You can find this man, at any point of time working his magic on fabric. When asked where he acquired his expertise, he said with a bit of remorse that he had his own embroidery unit that was thriving until machine embroidery took over and ruined his livelihood. No one could find the difference between hand embroidery and machine embroidery anymore.
“I along with 25 women who were working for me lost our jobs because of machines” he reminisced dolefully.
On a brighter note, he said he was happy he is working here because of the value and appreciation that is given to handwork.  “I felt encouraged by her (Kaveri). She knows the value of handwork. I feel like I’ve been given a second chance. I really want her to succeed!”
Jagannathan comes from a family of 4, his wife – Uma who also does a little bit of embroidery and his daughter Vimala and son Madhan.
When asked if he enjoys the work he does, he laughed and said, “I travel 60 kms everyday! What do you think?”
When asked what kind of work he enjoys the most, he says he relishes sewing sequins onto fabric and that he likes the effect it gives.

Murali | Age : 52 | Position : Master | Been around : 23 Years.

The first thing you notice about this man is his spirit. He almost always seems to be in the best of moods and enjoys a complicated project. He talks about how much he enjoys working for Studio K, mostly because of how much he is respected and valued.  Prior to Studio K, he worked in an organization that gave little freedom to innovate and create new patterns.  But here, at Studio K, he enjoys the freedom of innovation and is at his best with complicated and difficult patterns.
His eyes lit up when he spoke about his favorite pattern which he says looks very simple, but is the most difficult to execute.
Murali comes from a family of 4 – wife – Kavitha, daughter – Jana Priyadharshini and son – Krishnakhant.

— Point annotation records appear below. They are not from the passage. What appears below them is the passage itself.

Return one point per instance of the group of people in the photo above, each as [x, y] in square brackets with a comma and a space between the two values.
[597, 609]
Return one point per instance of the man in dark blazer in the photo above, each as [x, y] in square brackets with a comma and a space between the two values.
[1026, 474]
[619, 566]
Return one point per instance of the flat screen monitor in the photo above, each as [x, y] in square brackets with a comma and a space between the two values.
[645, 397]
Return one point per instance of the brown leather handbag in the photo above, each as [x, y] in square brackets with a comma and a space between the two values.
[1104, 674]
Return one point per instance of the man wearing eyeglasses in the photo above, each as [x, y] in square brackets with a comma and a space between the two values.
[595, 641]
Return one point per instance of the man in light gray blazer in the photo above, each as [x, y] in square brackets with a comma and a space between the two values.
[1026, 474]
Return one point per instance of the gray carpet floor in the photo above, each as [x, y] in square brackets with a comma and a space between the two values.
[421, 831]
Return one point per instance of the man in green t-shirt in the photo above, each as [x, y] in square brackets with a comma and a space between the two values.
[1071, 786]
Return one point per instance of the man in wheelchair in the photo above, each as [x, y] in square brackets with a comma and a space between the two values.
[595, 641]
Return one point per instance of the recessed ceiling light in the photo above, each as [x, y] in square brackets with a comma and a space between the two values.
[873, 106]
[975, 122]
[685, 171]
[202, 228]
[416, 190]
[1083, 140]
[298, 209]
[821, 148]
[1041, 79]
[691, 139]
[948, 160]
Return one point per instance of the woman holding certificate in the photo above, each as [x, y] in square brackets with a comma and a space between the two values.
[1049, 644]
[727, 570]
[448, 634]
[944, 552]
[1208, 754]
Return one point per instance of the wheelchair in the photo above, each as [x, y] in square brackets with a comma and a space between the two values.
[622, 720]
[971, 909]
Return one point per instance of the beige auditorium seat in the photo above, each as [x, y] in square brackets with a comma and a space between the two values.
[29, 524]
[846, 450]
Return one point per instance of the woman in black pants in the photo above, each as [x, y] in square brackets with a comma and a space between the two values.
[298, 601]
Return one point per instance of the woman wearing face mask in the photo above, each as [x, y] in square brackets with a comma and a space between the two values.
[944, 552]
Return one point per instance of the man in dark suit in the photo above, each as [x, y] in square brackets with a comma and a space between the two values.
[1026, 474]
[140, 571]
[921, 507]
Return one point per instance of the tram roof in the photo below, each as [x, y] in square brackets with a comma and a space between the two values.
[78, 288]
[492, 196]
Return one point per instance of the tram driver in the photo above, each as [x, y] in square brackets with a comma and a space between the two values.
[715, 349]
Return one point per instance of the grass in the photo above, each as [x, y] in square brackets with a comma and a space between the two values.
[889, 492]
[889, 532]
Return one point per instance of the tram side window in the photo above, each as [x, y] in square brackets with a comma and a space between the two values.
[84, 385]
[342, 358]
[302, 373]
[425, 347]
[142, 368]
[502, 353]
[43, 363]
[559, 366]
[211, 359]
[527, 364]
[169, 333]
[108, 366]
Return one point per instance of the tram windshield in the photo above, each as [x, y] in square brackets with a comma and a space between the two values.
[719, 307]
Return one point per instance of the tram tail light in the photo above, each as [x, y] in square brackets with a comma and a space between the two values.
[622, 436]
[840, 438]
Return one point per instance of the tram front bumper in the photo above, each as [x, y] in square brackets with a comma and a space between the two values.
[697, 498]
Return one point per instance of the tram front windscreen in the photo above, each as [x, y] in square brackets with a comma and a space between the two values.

Kamaraj | Age : 36 | Position : Master | Been around : 8 Years.

You’ll never find him looking up from his work. He is constantly cutting, marking, overseeing or discussing ideas with colleagues. Kamaraj joined Studio K as a tailor and worked his way to becoming a Master. It takes quite a bit of cajoling to get him talking, but when he does, he is all praises for  Kaveri and how she singlehandedly controls every aspect of the company.
He talks about her temper with a laugh. He says, “She, a woman, can easily frighten 20 men in a minute. It is very funny to see her get angry sometimes. But when the work is bad or incomplete, then we all feel bad that we failed her. There is a reason she gets angry, and that is when we genuinely fear it. Otherwise its funny!”
Kamaraj speaks highly about his wife and kids – Vasanthi, Ranjitha and Akash respectively. He hails from Thiruvallur.







Gopi | Age : 25 | Position : Production in Charge | Been around : 4 Years.

One of the younger ones in the company, Gopi can be seen so involved in his work at all times, so much so he doesn’t respond when someone standing right in front of him calls out to him. He came to studio K at a green age of 21, where he was doing general work like ironing, folding etc. Kamaraj taught him the basics of pattern cutting and he soon caught up and is now doing what he really enjoys!
Prior to doing what he loved, Gopi worked at a BPO, doing 3 shifts a day. He says he didn’t really enjoy his job but since it was his bread and butter, he pushed through.

He had nothing but praises for his current boss. He talks about how she is a ‘One woman army’ and how fascinating it is to see her lose her temper sometimes.  He says that’s the only way she can get discipline in her company and that it is essentially her job.  He says, “a lot of bosses will just say, “go do it”, but Kaveri shows you how to do it.”